A more frequent disease monitorering but no increased disease activity in patients with inflammatory bowel disease during the first year of the SARS-CoV-2 pandemic. A retrospective study

& ORCID Icon
Pages 169-174 | Received 03 Sep 2021, Accepted 10 Oct 2021, Published online: 26 Oct 2021

Abstract

Background and Aims

The SARS-CoV-2 pandemic abruptly switched the healthcare service for patients with inflammatory bowel disease (IBD) towards a telemedicine dominated approach. The aim of this study was to investigate the impact of this switch on monitoring of patients and on disease activity.

Material

The pre-pandemic year included 868 patients and the first year of the pandemic included 891 patients. Medical records were retrospectively checked for contacts, changes in medical treatment, performed fecal calprotectin (FC) tests and colonoscopies.

Results

The scheduled follow-up visits to a doctor for patients with IBD shifted from mostly face-to-face pre-pandemic (from 389 to 118 appointments) to mostly telephone-based during the pandemic (from 13 to 423 appointments). There was a 21.3% increase in mean overall scheduled health contacts (p < .001) and a 20.0% increase for the mean number of FC tests (p < .001) in the year of the pandemic compared to the pre-pandemic year. The proportion of patients who had a surveillance colonoscopy was significant lower in the year of the pandemic compared to the pre-pandemic year (12.7% vs 20.1%; p = .002). There were no difference in the proportion of patients with a median FC > 200 mg/kg (18.2% vs 17.1%; p = .767) and in the proportion of patients who changed their medical treatment (24.7% vs 23.9%; p = .713) in the first year of the pandemic compared to the prepandemic year.

Conclusions

The shift towards a telemedicine oriented IBD healthcare service in the first year of the pandemic significantly increased the scheduled contacts, as well as the frequency of FC testing. However, there was a significant decrease in performed surveillance colonoscopies. Between the two periods observed, the patients showed no difference in medical treatment or in disease activity.

Introduction

At the end of 2019, patients emerged with pneumonia in Wuhan, China, caused by Severe Acute Respiratory Syndrome Corona Virus 2 (SARS-CoV-2) [Citation1]. The World Health Organization named the new disease Corona Virus Disease 2019 (COVID-19) [Citation2]. The first confirmed case in Sweden was on 28 January 2020 [Citation3] and Region Västerbotten in the Northern part of Sweden had its first case in February the same year [Citation4]. One year later, on 28 February 2021, Region Västerbotten had 14742 cases reported and 143 death [Citation4]. Although, in Sweden there was no complete lock down of the society during the pandemic, the Public Health Agency of Sweden and the Swedish government at different stages recommended restrictions on social distance, on events and on travel. For workplaces and schools the recommendation was that work tasks and teaching should be organized to be performed at home as much as possible.

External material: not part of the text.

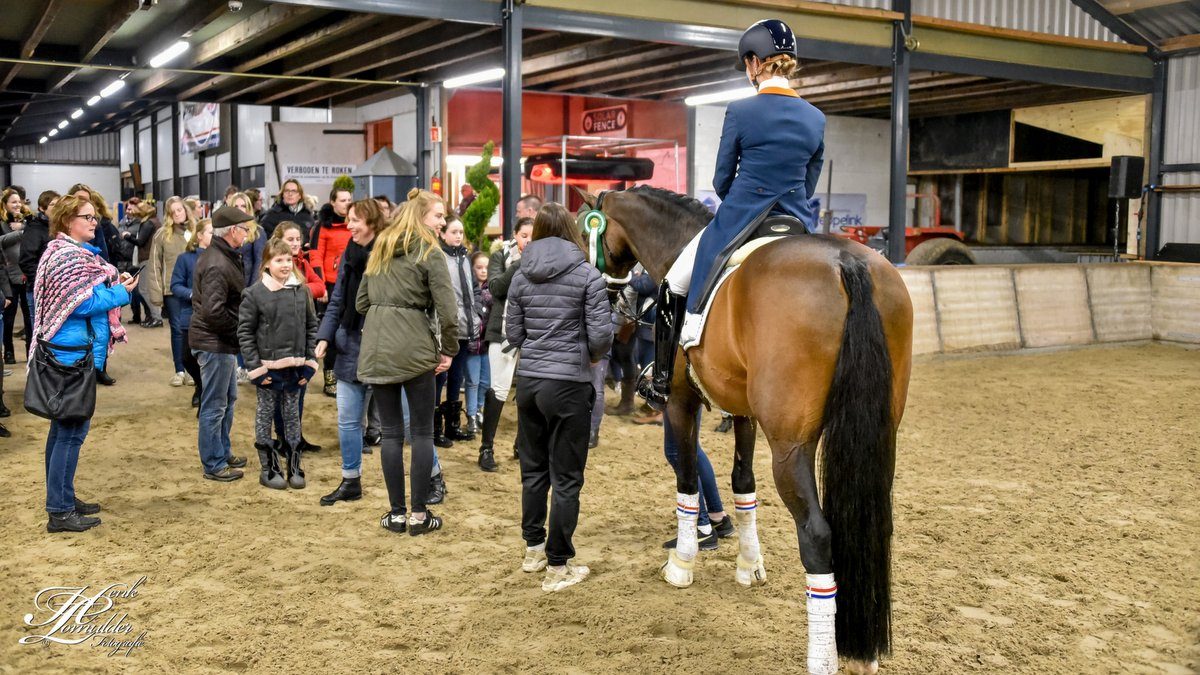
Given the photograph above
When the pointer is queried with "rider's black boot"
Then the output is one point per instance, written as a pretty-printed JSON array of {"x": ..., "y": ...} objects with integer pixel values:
[{"x": 657, "y": 389}]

For the healthcare services telemedicine has become a central part during the SARS-CoV-2 pandemic, allowing healthcare workers to reach patients in their homes [Citation5]. At the Department of Gastroenterology at the University Hospital of Umeå, the recommendation during the pandemic was to shift most of the out-patient visits to telephone visits.

Inflammatory bowel disease (IBD) includes two main chronic inflammatory bowel diseases: Ulcerative colitis (UC) and Crohn’s disease (CD) [Citation6]. UC and CD are lifelong conditions often requiring continuous treatment and frequent monitoring of disease activity [Citation7,Citation8]. In 2010 the prevalence of IBD in Sweden estimated to 0.65% [Citation9]. At our hospital, the care of patients with IBD in general includes annual, planned, follow-ups in combination with on demand services available from a IBD team consisting of IBD nurses. The patients are encouraged to contact a IBD team in suspicion of a flare of disease, or for other issues. Patients with colonic disease (mostly patients with UC) have scheduled colonoscopy controls to check for dysplasia, with start approximately ten years after onset of disease [Citation8]. Colonoscopy is also performed in patients with IBD to evaluate disease activity. Faecal calprotectin (FC) levels correlate with disease activity and is a predictor of relapse [Citation8,Citation10]. It is measured periodically during the planned follow-ups, or whenever symptoms of relapse occur. Except for shifting physical visits to telephone visits as mentioned above no other change in the organization of patients with IBD was done.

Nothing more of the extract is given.